# Bought ZFX, got the latest Griot's catalog



## alee (Dec 19, 2001)

I was low on Z6 detailing spray, so I figured I may as well use up my Zaino supply before attempting a brand switch this spring. Ordered ZFX, which should help me get through my remaining supply of Z pretty quick.  I guess next week I'll try a Zaino layering marathon. 

Also got the latest Griots catalog in the mail today. There may actually be a way for me to clear 1k worth of products.  Good advertising on their part, bad for my wallet.

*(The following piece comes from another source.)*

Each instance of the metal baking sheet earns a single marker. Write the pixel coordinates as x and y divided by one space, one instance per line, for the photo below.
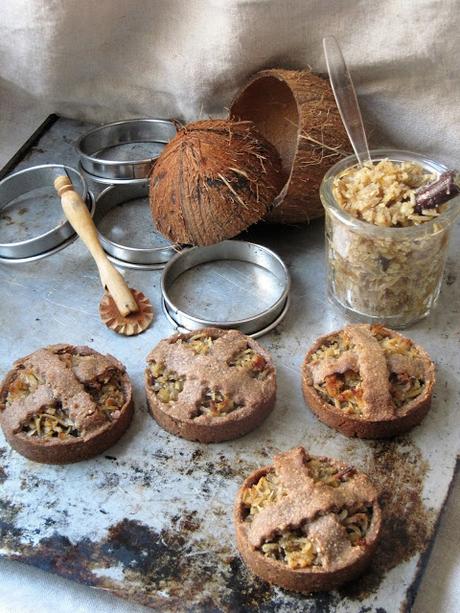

I'm probably going to have to hire a detailer this spring. Without a garage, my habits are getting pretty ridiculous. 
:yikes: I could empty my wallet at Griot's, but where would I put it all?! 

Sigh.


----------



## ALEX325i (Dec 19, 2001)

Do you believe I got ZFX and haven't tried it yet? :tsk: I'll in a week or two though... :thumb:


----------



## alee (Dec 19, 2001)

ALEX325i said:


> *Do you believe I got ZFX and haven't tried it yet? :tsk: I'll in a week or two though... :thumb: *


I have no doubt it's excellent stuff. It would really address the one big problem I hate about Zaino... cure time.

I hear ZFX comes in a kit that looks kinda like a mini drug lab.


----------



## Mike 325xi (Dec 19, 2001)

alee said:


> *
> I have no doubt it's excellent stuff. It would really address the one big problem I hate about Zaino... cure time.
> 
> I hear ZFX comes in a kit that looks kinda like a mini drug lab.  *


ZFX sounds like the name of a new cable channel from Fox...maybe it will be the new polymer channel :dunno:


----------



## alee (Dec 19, 2001)

Mike 325xi said:


> *ZFX sounds like the name of a new cable channel from Fox...maybe it will be the new polymer channel :dunno: *


You can either receive ZFX, or all the regular cable channels ZFX is incompatible with everything else, but I hear the programming is quite excellent. :thumb:


----------



## Dr. Phil (Dec 19, 2001)

alee said:


> *Also got the latest Griots catalog in the mail today. There may actually be a way for me to clear 1k worth of products.  Good advertising on their part, bad for my wallet.
> 
> I'm probably going to have to hire a detailer this spring. Without a garage, my habits are getting pretty ridiculous.
> :yikes: I could empty my wallet at Griot's, but where would I put it all?!
> ...


Better sell some of those software ideas you've been working on, the Griot's bill will probably match 2 car payments:yikes: If I were just a little closer I might apply for the detail job, but I don't think a) I could match your standards b) you wouldn't like my hourly rate

Why not buy a garage Al:dunno: Housing is cheap up here in the sticks and there is a train station in Etown so you could commute:thumb: But I fear if you were in the area Mrs. Phil would be  because a) we'd always be detailing our cars b) I'd be coming home smelling funny (jelly fish)


----------



## Mike 325xi (Dec 19, 2001)

*Re: Re: Bought ZFX, got the latest Griot's catalog*



PM 325xiT said:


> *
> I'd be coming home smelling funny *


Shouldn't that be "funnier?" :dunno:


----------



## alee (Dec 19, 2001)

*Re: Re: Bought ZFX, got the latest Griot's catalog*



PM 325xiT said:


> *Why not buy a garage Al:dunno: Housing is cheap up here in the sticks and there is a train station in Etown so you could commute:thumb: But I fear if you were in the area Mrs. Phil would be  because a) we'd always be detailing our cars b) I'd be coming home smelling funny (jelly fish)  *


I need a house in the sticks like I need another M68 rim. Oh wait... I kinda do need another M68 (you know, to keep me going for another week...) 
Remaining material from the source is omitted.